Reach for love and connection

We are not meant to do life alone. The outrage we are experiencing now is an extreme demonstration of how disconnection has poisoned us. What’s interesting is that disconnection happens at the individual level first. When we isolate ourselves avoiding vulnerability and connection, life becomes a hard, dull battle. Feeling unhappy inside creates pain which then leads to neglect, separation, judgment, and even hate towards others. So, to create unity within a community we must start within, finding love and connection.

This looks like both self-love and love towards other beings.

Self-love consists of:

  • Developing a kind inner dialog and forgiveness

  • Giving priority to taking care of the body and mind

  • Feeling deserving of love and care

  • Maintaining a peaceful mind (most of the time)
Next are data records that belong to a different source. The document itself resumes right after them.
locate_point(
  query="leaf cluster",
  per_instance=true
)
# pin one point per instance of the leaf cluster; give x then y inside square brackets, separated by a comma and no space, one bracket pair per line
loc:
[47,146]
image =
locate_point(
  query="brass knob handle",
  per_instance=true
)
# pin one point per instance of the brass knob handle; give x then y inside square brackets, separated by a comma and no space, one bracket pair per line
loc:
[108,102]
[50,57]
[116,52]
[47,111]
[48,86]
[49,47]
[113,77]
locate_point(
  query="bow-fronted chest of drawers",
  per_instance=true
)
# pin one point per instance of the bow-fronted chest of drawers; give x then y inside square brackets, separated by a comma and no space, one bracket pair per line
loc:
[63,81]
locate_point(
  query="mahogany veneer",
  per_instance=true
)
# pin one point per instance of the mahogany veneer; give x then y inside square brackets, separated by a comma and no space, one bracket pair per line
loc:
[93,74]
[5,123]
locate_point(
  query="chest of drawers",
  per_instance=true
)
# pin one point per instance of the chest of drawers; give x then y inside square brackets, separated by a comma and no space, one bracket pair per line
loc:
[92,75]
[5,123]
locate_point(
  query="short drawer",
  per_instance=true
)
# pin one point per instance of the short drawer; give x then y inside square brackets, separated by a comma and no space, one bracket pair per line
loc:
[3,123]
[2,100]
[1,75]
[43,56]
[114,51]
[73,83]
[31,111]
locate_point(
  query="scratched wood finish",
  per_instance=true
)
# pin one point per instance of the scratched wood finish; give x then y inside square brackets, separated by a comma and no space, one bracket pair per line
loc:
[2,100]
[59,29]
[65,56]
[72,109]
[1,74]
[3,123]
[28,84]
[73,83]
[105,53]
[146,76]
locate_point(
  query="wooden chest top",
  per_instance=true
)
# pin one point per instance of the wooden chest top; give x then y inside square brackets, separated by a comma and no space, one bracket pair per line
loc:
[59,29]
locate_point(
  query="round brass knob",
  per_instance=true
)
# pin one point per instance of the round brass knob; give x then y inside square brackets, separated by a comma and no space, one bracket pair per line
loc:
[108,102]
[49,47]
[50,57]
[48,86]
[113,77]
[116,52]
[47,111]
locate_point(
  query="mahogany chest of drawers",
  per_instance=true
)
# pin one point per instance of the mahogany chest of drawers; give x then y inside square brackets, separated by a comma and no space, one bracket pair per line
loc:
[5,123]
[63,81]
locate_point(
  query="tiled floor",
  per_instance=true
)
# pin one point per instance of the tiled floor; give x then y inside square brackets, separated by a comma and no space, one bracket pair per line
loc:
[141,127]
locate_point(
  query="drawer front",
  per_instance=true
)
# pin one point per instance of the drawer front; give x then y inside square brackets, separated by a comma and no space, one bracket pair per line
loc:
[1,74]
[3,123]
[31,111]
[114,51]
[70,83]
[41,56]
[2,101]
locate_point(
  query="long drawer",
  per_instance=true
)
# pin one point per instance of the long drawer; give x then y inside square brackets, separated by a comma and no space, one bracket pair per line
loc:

Love towards others looks like:

  • Being open-minded and non-judgmental

  • Reaching for compassion and forgiveness as much as possible

  • Revering the life force within each person

  • Caring for others’ needs

  • Recognizing yourself in others

  • Being of service

  • Being vulnerable and generous while showing an act of love

  • Showing up for your community; contributing financially, emotionally, or any other way.

And the list goes on. What matters is you find your own way, feeling love inside and out, for that love is the strongest transformative agent. Use the resources already available

For more practical ways to ground yourself and contribute to the change, here are a few resources:


As we are figuring out the mess we created, I hope you can find the courage and compassion to face the difficult emotions and conversations so that you can show up honest, open, and powerful to make a change. I hope the change is not only about what “others” must do, but the work we all need to do inside out.